Here's my very-similar-looking tac file:
# stompclient.tac
logging.config.fileConfig(config_path)
logger = logging.getLogger(__name__)
# Add observer to make Twisted log via python
twisted.python.log.PythonLoggingObserver().start()
# initialize the process pool. (child processes get forked off immediately)
pool = multiprocessing.Pool(processes=processes)
StompClientFactory.username = username
StompClientFactory.password = password
StompClientFactory.destination = destination
application = service.Application('myapp')
service = internet.TCPClient(host, port, StompClientFactory())
service.setServiceParent(application)
For the sake of illustration, I have collapsed or changed a few details; hopefully they were not the essence of the problem. For example, my app has a plugin system, the pool is initialized by a separate method, and then work is delegated to the pool using pool.apply_async() passing one of my plugin's process() methods.
So, if I run the script (stompclient.py), everything works as expected.
It also appears to work OK if I run twist in non-daemon mode (-n):
twistd -noy stompclient.tac
however, it does not work when I run in daemon mode:
twistd -oy stompclient.tac
The application appears to start up OK, but when it attempts to fork off work, it just hangs. By "hangs", I mean that it appears that the child process is never asked to do anything and the parent (that called pool.apply_async()) just sits there waiting for the response to return.
I'm sure that I'm doing something stupid with Twisted + multiprocessing, but I'm really hoping that someone can explain to my the flaw in my approach.
Thanks in advance!
Since the difference between your working invocation and your non-working invocation is only the "-n" option, it seems most likely that the problem is caused by the daemonization process (which "-n" prevents from happening).

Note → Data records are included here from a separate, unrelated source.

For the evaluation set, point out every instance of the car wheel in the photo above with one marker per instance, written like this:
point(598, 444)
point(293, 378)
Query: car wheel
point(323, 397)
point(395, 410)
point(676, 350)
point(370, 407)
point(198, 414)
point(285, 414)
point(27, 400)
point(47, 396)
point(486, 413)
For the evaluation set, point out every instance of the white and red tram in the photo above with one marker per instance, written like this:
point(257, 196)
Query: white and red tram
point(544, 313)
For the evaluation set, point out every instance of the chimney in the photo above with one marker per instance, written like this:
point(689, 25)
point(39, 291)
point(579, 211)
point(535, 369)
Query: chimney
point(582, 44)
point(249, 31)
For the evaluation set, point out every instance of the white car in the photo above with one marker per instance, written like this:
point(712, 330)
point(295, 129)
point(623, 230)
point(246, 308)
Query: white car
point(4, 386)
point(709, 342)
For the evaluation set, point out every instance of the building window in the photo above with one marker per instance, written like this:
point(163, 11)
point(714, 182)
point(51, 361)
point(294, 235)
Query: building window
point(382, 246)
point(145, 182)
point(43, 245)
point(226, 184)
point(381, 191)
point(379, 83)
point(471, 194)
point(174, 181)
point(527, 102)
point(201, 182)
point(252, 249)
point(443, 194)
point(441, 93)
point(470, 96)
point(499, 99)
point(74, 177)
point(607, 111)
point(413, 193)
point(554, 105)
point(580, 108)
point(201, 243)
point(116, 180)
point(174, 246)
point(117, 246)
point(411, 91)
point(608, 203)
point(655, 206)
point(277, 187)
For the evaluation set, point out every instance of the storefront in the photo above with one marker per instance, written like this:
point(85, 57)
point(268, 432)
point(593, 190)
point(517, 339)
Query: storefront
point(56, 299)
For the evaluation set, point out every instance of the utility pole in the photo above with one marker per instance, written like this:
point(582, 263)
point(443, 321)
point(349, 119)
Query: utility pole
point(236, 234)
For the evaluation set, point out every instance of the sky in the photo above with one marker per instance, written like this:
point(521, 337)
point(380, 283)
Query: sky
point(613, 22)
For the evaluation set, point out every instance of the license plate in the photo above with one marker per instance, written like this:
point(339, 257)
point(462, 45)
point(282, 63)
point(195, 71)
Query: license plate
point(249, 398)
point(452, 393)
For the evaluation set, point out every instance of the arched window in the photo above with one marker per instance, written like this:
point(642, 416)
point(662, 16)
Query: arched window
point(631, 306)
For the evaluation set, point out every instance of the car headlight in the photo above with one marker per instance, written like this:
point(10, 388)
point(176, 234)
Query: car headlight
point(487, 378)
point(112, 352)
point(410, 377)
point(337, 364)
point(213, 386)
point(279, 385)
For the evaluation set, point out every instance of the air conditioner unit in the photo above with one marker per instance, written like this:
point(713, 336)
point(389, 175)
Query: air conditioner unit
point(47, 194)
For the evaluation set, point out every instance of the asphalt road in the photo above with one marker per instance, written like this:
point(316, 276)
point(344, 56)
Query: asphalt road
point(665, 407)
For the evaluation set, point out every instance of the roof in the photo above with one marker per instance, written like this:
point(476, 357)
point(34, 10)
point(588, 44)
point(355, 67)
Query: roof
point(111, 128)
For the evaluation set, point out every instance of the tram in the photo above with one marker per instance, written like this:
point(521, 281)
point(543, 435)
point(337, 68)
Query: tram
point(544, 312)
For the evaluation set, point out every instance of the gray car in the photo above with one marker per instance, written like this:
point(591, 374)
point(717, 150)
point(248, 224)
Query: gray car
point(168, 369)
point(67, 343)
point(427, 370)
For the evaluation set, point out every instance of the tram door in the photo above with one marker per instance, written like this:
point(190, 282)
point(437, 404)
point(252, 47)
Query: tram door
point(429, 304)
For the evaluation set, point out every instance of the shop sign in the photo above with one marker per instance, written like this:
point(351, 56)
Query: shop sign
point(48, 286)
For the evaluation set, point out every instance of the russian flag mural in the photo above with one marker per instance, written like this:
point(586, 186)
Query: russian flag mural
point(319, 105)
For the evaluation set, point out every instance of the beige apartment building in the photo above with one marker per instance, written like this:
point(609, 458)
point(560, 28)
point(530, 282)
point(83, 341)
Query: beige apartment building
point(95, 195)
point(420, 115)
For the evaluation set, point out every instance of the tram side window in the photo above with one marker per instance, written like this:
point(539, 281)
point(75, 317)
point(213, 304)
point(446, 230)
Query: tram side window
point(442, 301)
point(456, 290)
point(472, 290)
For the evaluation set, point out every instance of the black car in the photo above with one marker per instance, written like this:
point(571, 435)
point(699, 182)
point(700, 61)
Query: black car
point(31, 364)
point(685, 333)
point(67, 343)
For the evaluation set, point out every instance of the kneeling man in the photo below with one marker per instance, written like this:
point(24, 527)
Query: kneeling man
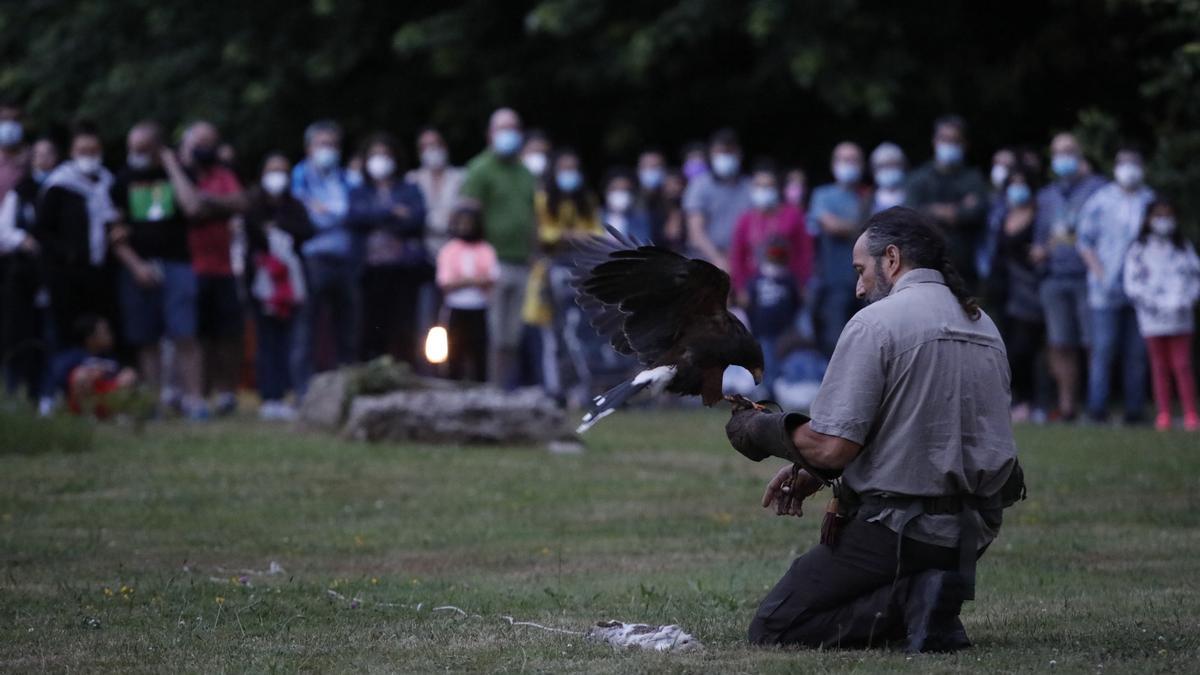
point(911, 426)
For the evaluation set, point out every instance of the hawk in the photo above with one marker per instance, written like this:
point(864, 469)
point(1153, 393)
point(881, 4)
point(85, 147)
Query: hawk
point(669, 312)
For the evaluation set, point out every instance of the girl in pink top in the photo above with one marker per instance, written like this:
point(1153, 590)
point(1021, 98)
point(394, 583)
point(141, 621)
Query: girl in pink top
point(467, 269)
point(766, 220)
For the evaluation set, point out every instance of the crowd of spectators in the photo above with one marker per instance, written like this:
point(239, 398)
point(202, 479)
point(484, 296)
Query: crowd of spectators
point(160, 268)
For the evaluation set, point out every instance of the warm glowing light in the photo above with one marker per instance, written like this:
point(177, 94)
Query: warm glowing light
point(437, 345)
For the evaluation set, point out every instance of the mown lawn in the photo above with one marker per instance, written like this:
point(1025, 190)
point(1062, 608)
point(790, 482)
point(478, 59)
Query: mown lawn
point(151, 553)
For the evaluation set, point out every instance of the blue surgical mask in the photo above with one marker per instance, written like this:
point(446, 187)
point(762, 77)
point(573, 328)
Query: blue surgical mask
point(1018, 193)
point(889, 177)
point(507, 142)
point(763, 197)
point(846, 172)
point(325, 157)
point(568, 180)
point(10, 132)
point(651, 178)
point(948, 154)
point(1065, 165)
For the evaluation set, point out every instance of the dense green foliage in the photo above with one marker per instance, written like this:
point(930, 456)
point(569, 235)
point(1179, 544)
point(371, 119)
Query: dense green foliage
point(612, 76)
point(154, 553)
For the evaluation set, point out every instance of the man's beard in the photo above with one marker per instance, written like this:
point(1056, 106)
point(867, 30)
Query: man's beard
point(882, 286)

On POSIX, one of the steps involved in daemonization is forking and having the parent exit. Among of things, this has the consequence of having your code run in a different process than the one in which the .tac file was evaluated. This also re-arranges the child/parent relationship of processes which were started in the .tac file - as your pool of multiprocessing processes were.
The multiprocessing pool's processes start off with a parent of the twistd process you start. However, when that process exits as part of daemonization, their parent becomes the system init process. This may cause some problems, although probably not the hanging problem you described. There are probably other similarly low-level implementation details which normally allow the multiprocessing module to work but which are disrupted by the daemonization process.
Fortunately, avoiding this strange interaction should be straightforward. Twisted's service APIs allow you to run code after daemonization has completed. If you use these APIs, then you can delay the initialization of the multiprocessing module's process pool until after daemonization and hopefully avoid the problem. Here's an example of what that might look like:
from twisted.application.service import Service
class MultiprocessingService(Service):
def startService(self):
self.pool = multiprocessing.Pool(processes=processes)
MultiprocessingService().setServiceParent(application)
Now, separately, you may also run into problems relating to clean up of the multiprocessing module's child processes, or possibly issues with processes created with Twisted's process creation API, reactor.spawnProcess. This is because part of dealing with child processes correctly generally involves handling the SIGCHLD signal. Twisted and multiprocessing aren't going to be cooperating in this regard, though, so one of them is going to get notified of all children exiting and the other will never be notified. If you don't use Twisted's API for creating child processes at all, then this may be okay for you - but you might want to check to make sure any signal handler the multiprocessing module tries to install actually "wins" and doesn't get replaced by Twisted's own handler.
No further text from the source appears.